What was the outcome of this story?
The nurse’s requirement that the doctor himself open the valve, if he was indeed convinced that his order was correct, stopped him in his tracks. It was enough to get him to rethink the risks and the other options that were available. He changed his order to administer a different medication, which the nurse promptly did. The patient recovered fully.
What was going on here? Was this an incompetent doctor? Probably not. Just as we put ourselves in the nurse’s shoes, we need to put ourselves in the doctor’s shoes. He may have been doing his residency at the hospital, a requirement for all physicians. Hospital residencies are infamous for the brutally long hours they require, particularly in the period this occurred.
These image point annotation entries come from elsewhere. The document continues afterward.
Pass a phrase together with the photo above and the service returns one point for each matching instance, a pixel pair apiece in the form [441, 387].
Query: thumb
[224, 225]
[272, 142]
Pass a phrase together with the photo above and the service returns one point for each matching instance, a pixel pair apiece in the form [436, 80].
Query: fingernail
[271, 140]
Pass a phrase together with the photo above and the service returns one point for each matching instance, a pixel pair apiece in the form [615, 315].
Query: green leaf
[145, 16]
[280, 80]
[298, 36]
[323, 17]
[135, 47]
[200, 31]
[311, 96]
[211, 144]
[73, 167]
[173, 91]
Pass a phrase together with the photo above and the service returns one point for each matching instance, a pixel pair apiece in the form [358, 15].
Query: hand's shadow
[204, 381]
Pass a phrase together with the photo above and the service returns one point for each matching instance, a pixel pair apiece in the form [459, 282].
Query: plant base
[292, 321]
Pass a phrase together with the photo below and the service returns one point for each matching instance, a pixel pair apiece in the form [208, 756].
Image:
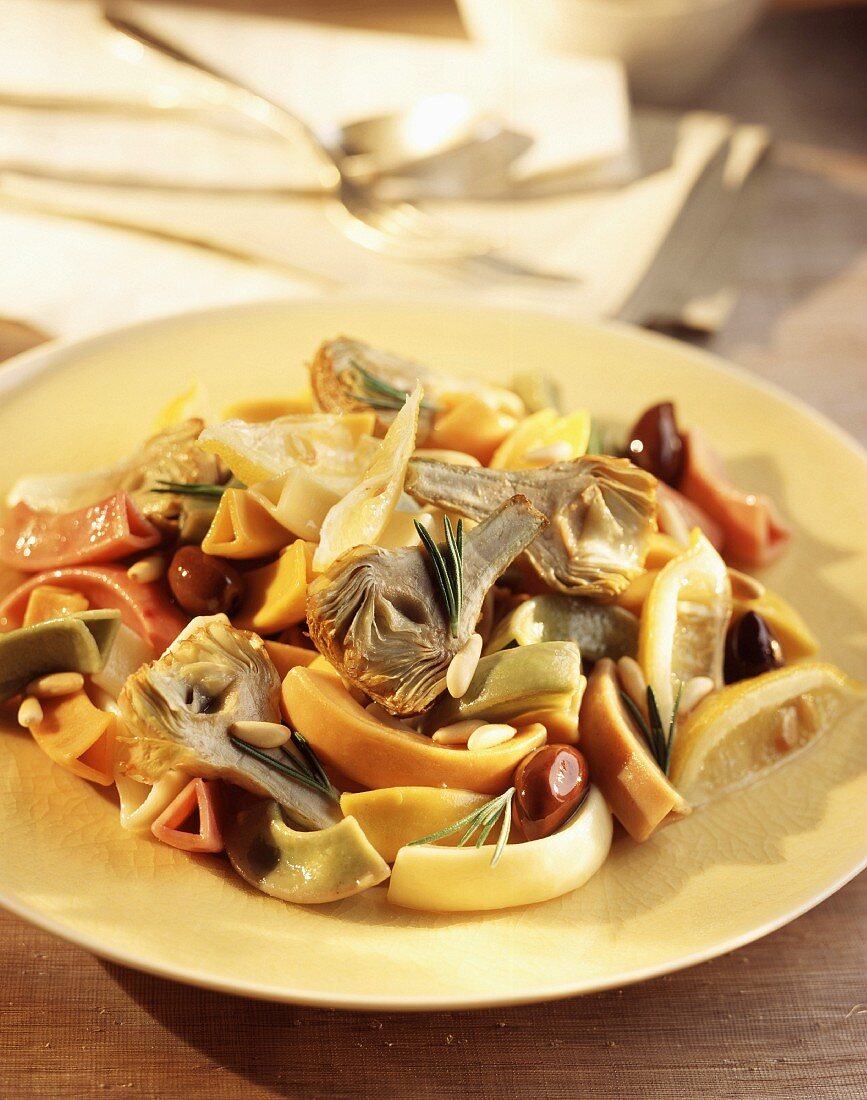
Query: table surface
[785, 1018]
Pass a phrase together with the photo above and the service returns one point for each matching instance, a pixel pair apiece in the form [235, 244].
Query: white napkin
[606, 242]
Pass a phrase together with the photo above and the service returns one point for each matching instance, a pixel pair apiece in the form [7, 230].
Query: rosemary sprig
[480, 822]
[448, 568]
[658, 740]
[182, 488]
[382, 395]
[313, 762]
[305, 769]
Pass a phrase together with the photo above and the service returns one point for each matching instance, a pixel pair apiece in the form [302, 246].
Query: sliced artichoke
[362, 514]
[349, 375]
[169, 455]
[597, 629]
[178, 712]
[379, 615]
[601, 509]
[519, 686]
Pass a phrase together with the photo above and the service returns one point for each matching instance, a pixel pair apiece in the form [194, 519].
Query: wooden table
[785, 1018]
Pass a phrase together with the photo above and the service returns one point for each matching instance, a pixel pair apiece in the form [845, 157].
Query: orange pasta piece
[471, 426]
[276, 594]
[48, 601]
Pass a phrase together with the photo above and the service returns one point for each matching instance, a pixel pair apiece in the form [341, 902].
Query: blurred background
[698, 166]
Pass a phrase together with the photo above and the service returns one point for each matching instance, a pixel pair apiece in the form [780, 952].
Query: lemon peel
[363, 514]
[683, 623]
[739, 733]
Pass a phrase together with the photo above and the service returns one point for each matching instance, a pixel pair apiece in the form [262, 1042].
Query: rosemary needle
[299, 773]
[658, 740]
[481, 822]
[382, 394]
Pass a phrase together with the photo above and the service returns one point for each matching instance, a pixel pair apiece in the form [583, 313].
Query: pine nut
[30, 713]
[808, 713]
[458, 733]
[671, 521]
[147, 570]
[553, 452]
[693, 692]
[487, 736]
[745, 586]
[462, 667]
[261, 735]
[633, 681]
[56, 684]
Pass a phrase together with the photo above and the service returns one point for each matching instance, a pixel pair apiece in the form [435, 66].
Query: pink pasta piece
[691, 514]
[113, 528]
[754, 531]
[198, 794]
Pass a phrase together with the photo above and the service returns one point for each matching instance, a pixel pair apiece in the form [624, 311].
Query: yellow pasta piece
[270, 408]
[48, 601]
[242, 528]
[276, 594]
[77, 736]
[470, 426]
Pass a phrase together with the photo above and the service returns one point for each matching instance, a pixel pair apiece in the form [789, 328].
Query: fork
[393, 228]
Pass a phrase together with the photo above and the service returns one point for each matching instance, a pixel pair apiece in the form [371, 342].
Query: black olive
[656, 444]
[750, 649]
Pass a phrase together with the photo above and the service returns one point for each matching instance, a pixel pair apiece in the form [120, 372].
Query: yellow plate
[723, 877]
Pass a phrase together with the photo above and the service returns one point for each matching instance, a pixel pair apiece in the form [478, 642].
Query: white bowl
[670, 47]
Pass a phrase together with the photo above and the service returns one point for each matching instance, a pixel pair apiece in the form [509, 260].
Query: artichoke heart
[305, 868]
[541, 682]
[171, 455]
[178, 712]
[342, 370]
[602, 513]
[597, 629]
[379, 616]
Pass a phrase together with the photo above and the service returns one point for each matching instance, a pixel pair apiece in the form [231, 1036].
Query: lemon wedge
[256, 452]
[544, 438]
[362, 515]
[683, 623]
[739, 733]
[796, 637]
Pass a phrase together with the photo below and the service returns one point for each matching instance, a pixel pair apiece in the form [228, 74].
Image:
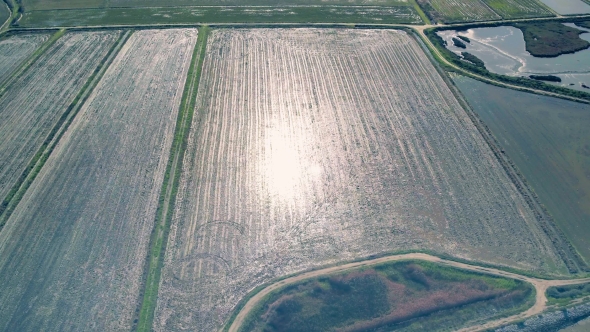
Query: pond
[502, 49]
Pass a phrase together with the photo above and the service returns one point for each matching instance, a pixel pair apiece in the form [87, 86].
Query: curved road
[539, 284]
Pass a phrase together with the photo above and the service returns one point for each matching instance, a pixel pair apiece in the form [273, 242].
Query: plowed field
[32, 105]
[72, 253]
[310, 147]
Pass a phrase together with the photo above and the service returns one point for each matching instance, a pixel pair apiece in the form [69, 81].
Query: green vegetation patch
[548, 140]
[453, 11]
[565, 294]
[87, 4]
[408, 295]
[551, 39]
[193, 15]
[509, 9]
[456, 60]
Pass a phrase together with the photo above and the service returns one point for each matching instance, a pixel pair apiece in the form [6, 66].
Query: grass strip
[159, 238]
[15, 13]
[34, 167]
[30, 61]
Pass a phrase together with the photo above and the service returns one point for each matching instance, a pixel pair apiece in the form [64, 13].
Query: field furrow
[32, 105]
[14, 50]
[72, 253]
[459, 10]
[314, 146]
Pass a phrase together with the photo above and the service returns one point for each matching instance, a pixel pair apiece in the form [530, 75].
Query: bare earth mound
[310, 147]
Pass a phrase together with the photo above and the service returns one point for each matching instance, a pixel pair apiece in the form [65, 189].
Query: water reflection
[503, 51]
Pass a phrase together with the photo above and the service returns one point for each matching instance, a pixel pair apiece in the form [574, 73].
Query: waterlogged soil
[32, 105]
[314, 146]
[503, 51]
[549, 141]
[14, 50]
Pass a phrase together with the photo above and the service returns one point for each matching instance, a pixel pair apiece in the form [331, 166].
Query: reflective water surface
[503, 51]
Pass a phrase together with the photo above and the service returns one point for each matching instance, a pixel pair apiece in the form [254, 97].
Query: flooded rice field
[316, 146]
[502, 49]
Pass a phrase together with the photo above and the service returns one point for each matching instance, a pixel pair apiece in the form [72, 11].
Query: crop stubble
[72, 253]
[14, 50]
[311, 147]
[463, 10]
[509, 9]
[34, 102]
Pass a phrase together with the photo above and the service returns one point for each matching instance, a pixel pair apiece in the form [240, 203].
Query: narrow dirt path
[539, 284]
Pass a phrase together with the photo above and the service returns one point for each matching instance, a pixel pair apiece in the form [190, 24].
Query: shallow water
[581, 326]
[502, 49]
[568, 7]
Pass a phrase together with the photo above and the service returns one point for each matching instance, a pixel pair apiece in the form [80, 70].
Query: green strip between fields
[159, 238]
[34, 167]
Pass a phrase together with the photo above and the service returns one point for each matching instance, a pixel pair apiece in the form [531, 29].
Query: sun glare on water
[287, 170]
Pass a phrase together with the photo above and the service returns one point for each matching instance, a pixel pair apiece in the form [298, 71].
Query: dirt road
[539, 284]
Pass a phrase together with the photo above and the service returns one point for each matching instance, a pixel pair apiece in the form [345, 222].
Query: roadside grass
[34, 167]
[510, 9]
[455, 11]
[158, 241]
[412, 295]
[405, 14]
[564, 295]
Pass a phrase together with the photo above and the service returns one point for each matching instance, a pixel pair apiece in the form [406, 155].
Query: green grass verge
[34, 166]
[402, 294]
[564, 295]
[159, 238]
[207, 15]
[420, 12]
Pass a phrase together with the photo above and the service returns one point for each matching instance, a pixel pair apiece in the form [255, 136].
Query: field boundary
[564, 248]
[241, 311]
[38, 161]
[159, 238]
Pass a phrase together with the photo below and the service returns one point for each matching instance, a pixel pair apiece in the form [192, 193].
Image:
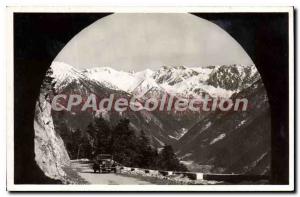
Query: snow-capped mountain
[225, 142]
[216, 81]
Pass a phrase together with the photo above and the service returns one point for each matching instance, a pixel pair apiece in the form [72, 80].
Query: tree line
[124, 144]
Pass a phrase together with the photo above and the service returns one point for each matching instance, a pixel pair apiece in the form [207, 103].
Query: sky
[135, 42]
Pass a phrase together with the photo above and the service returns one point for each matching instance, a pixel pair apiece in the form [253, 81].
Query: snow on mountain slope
[216, 81]
[120, 79]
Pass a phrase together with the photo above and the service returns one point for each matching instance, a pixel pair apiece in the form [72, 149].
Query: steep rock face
[50, 152]
[227, 142]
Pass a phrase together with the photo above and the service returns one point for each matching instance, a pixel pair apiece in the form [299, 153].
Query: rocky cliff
[50, 152]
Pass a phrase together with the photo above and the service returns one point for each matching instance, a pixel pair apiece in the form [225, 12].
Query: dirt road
[86, 172]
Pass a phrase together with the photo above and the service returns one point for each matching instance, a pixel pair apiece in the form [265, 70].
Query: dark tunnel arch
[38, 38]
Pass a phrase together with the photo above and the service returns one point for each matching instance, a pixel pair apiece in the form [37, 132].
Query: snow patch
[220, 137]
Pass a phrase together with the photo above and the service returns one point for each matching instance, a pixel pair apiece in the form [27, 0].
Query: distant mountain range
[214, 141]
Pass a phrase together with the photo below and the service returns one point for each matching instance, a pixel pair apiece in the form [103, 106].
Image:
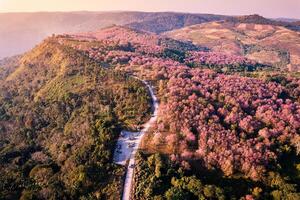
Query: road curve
[129, 173]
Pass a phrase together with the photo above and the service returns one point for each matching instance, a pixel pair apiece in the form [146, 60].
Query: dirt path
[128, 145]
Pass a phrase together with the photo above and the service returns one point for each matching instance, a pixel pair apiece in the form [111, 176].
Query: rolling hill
[262, 42]
[64, 103]
[21, 31]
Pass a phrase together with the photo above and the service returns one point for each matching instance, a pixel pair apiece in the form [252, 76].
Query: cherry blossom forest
[224, 120]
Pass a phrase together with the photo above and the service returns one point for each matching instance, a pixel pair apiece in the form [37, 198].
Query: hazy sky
[268, 8]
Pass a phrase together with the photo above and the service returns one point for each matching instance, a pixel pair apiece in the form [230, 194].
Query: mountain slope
[268, 44]
[18, 33]
[60, 115]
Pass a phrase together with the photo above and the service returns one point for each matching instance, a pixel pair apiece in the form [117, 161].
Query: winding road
[130, 154]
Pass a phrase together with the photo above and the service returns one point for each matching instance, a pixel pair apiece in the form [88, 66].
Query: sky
[267, 8]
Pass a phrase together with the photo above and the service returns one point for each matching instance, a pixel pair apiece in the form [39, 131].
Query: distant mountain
[170, 21]
[21, 31]
[257, 19]
[251, 36]
[286, 19]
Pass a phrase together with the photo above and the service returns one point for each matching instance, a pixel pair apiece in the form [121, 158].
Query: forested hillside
[225, 121]
[60, 115]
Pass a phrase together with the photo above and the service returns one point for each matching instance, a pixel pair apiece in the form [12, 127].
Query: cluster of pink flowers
[121, 36]
[217, 59]
[229, 122]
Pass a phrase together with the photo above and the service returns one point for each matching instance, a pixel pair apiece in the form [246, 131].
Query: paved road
[127, 137]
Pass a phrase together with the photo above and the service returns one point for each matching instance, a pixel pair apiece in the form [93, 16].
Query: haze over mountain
[149, 105]
[21, 31]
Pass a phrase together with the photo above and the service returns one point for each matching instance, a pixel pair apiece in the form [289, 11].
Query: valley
[193, 109]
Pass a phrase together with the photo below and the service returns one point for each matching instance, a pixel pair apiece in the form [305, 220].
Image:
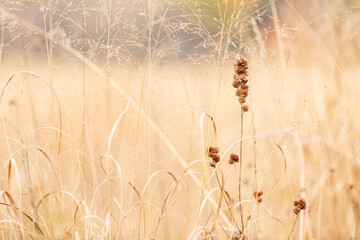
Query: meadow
[120, 120]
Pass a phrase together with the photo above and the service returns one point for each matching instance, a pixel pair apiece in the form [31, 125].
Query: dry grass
[108, 108]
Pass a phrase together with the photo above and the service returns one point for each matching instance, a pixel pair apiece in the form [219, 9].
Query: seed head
[213, 149]
[234, 157]
[245, 108]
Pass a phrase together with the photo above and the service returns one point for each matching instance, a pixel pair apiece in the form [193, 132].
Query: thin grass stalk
[240, 165]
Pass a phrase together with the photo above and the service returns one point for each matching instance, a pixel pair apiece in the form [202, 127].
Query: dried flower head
[213, 149]
[245, 108]
[216, 158]
[234, 157]
[240, 80]
[237, 235]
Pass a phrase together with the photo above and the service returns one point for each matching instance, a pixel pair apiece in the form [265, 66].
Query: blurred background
[76, 165]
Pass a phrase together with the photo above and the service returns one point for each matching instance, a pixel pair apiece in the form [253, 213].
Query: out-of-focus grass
[303, 106]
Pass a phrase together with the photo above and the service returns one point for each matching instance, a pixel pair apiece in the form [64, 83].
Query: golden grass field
[105, 125]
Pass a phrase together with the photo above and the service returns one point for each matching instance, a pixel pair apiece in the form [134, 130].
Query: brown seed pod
[236, 83]
[216, 158]
[213, 149]
[234, 157]
[297, 210]
[245, 108]
[242, 100]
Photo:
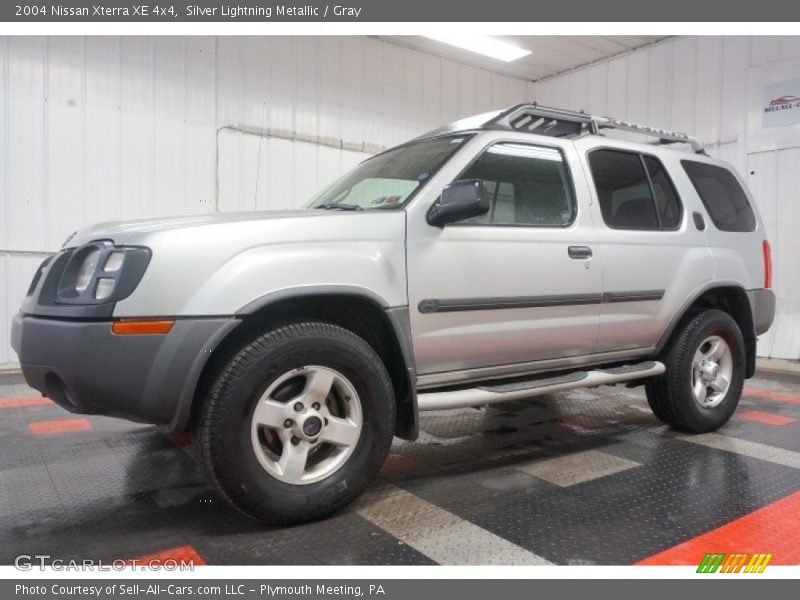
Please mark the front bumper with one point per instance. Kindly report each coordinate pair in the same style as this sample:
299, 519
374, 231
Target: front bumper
85, 368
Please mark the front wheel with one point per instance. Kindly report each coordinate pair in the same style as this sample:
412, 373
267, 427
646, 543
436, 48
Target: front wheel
704, 377
297, 423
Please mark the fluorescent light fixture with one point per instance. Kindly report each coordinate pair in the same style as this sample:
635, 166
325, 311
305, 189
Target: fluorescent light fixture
483, 44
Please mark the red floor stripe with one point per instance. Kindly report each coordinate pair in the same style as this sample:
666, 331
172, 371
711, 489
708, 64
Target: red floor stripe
27, 401
767, 418
773, 528
182, 555
59, 426
783, 396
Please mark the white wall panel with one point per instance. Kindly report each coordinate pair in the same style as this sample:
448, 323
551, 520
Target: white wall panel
95, 129
699, 85
103, 128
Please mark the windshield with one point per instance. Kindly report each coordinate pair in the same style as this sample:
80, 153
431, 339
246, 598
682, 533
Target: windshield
388, 180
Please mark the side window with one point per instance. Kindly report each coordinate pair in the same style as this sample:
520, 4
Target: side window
527, 185
667, 203
723, 197
634, 191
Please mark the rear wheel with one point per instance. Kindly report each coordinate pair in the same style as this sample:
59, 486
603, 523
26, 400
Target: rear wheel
297, 423
705, 374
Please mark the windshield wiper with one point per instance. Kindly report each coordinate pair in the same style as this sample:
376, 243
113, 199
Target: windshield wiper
339, 206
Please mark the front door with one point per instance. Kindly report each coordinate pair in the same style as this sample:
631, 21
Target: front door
517, 285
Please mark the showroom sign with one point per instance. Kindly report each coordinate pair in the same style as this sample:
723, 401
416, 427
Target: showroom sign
773, 107
781, 103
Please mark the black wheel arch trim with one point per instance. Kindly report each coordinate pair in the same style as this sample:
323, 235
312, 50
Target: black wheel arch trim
397, 317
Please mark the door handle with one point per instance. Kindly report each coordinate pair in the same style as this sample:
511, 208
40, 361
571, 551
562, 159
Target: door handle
579, 252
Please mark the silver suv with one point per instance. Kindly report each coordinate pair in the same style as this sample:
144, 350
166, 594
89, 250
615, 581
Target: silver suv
508, 255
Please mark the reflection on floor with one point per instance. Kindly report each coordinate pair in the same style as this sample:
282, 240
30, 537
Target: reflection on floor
584, 477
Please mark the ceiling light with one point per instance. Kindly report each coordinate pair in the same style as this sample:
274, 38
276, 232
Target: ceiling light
483, 44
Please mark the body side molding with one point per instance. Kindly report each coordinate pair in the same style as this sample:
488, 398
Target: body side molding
497, 303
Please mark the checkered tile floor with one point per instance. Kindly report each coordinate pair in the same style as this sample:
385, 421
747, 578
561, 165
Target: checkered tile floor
584, 477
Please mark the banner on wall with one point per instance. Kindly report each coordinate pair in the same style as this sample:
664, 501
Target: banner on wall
773, 116
781, 103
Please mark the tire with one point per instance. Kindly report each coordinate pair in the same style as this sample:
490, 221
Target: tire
672, 395
242, 457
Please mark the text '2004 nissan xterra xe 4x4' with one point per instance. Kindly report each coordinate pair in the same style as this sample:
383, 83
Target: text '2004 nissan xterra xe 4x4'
509, 255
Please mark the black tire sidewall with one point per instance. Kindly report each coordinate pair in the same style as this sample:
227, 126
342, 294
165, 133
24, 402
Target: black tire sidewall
248, 484
704, 325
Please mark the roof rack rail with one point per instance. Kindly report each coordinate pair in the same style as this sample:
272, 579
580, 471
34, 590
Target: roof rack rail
557, 122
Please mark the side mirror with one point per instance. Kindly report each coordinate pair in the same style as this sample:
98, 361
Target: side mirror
460, 200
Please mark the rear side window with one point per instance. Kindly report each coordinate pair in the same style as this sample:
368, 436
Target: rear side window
723, 197
634, 191
527, 185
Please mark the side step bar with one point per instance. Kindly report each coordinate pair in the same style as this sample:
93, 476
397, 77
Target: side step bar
501, 392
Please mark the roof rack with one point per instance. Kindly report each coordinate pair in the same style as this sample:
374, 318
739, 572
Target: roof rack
557, 122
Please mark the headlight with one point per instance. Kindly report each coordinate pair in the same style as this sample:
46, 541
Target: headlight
105, 285
100, 272
86, 271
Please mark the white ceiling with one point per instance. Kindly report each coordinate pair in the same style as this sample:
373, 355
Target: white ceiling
550, 54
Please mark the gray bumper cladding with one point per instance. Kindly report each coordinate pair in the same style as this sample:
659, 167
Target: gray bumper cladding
85, 368
762, 303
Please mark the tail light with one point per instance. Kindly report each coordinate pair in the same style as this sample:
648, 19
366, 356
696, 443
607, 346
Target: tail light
767, 264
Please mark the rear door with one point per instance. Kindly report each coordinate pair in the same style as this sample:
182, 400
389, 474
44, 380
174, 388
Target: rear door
654, 256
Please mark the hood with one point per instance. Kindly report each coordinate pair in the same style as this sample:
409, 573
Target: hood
120, 232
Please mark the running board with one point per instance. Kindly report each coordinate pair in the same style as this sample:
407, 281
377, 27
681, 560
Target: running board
502, 392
It could be that he was sleep deprived and that his own mental processes were operating at a reduced level. Emergency rooms can be particularly hectic places where the patient load suddenly spikes as several ambulances arrive at once, or violently ill patients begin retching or having seizures in the waiting area. Maybe the doctor himself had a touch of illness he was working over.
None of these conjectures are to excuse bad decisions; they are offered to humanize the authority figure. Whether a doctor, factory manager, fast-food supervisor, school principal, financial executive, or athletic coach, sometimes those in authority are not at their best, yet the responsibilities of their position require them to act. We must be able to see them as both having legitimate authority and human frailty, and at times be prepared to question them, correct them, or even disobey them. Because we can’t say “we were just following orders.”
Remember that nurse. There is one great role model, whatever your profession.
A few initial lessons we can glean from our engagement with this story:
1. The need for Intelligent Disobedience can arise suddenly and demand a high order of poise to respond appropriately within the compressed time the situation demands.
2. We must give our own perceptions, training, and values equal validity to the perspectives of those in authority when weighing the right course of action.
3. There are often options other than “obey” or “disobey” that can lead to better outcomes.
4. If we take a deep breath and pause to think, we may be able to offer alternative creative responses that satisfy the authority and better meet the need of the situation.